Motivation: Precision medicine leverages patient-specific multimodal data to improve prevention, diagnosis, prognosis, and treatment of diseases. Advancing precision medicine requires the non-trivial integration of complex, heterogeneous, and potentially high-dimensional data sources, such as multi-omics and clinical data. In the literature, several approaches have been proposed to manage missing data, but are usually limited to the recovery of subsets of features for a subset of patients. A largely overlooked problem is the integration of multiple sources of data when one or more of them are completely missing for a subset of patients, a relatively common condition in clinical practice.

Results: We propose miss-Similarity Network Fusion (miss-SNF), a novel general-purpose data integration approach designed to manage completely missing data in the context of patient similarity networks. miss-SNF integrates incomplete unimodal patient similarity networks by leveraging a non-linear message-passing strategy borrowed from the SNF algorithm. miss-SNF is able to recover missing patient similarities and is "task agnostic", in the sense that can integrate partial data for both unsupervised and supervised prediction tasks.

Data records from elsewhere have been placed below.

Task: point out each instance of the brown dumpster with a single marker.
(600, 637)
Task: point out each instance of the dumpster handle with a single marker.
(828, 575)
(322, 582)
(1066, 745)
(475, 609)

Experimental analyses on nine cancer datasets from The Cancer Genome Atlas (TCGA) demonstrate that miss-SNF achieves state-of-the-art results in recovering similarities and in identifying patients subgroups enriched in clinically relevant variables and having differential survival. Moreover, amputation experiments show that miss-SNF supervised prediction of cancer clinical outcomes and Alzheimer's disease diagnosis with completely missing data achieves results comparable to those obtained when all the data are available.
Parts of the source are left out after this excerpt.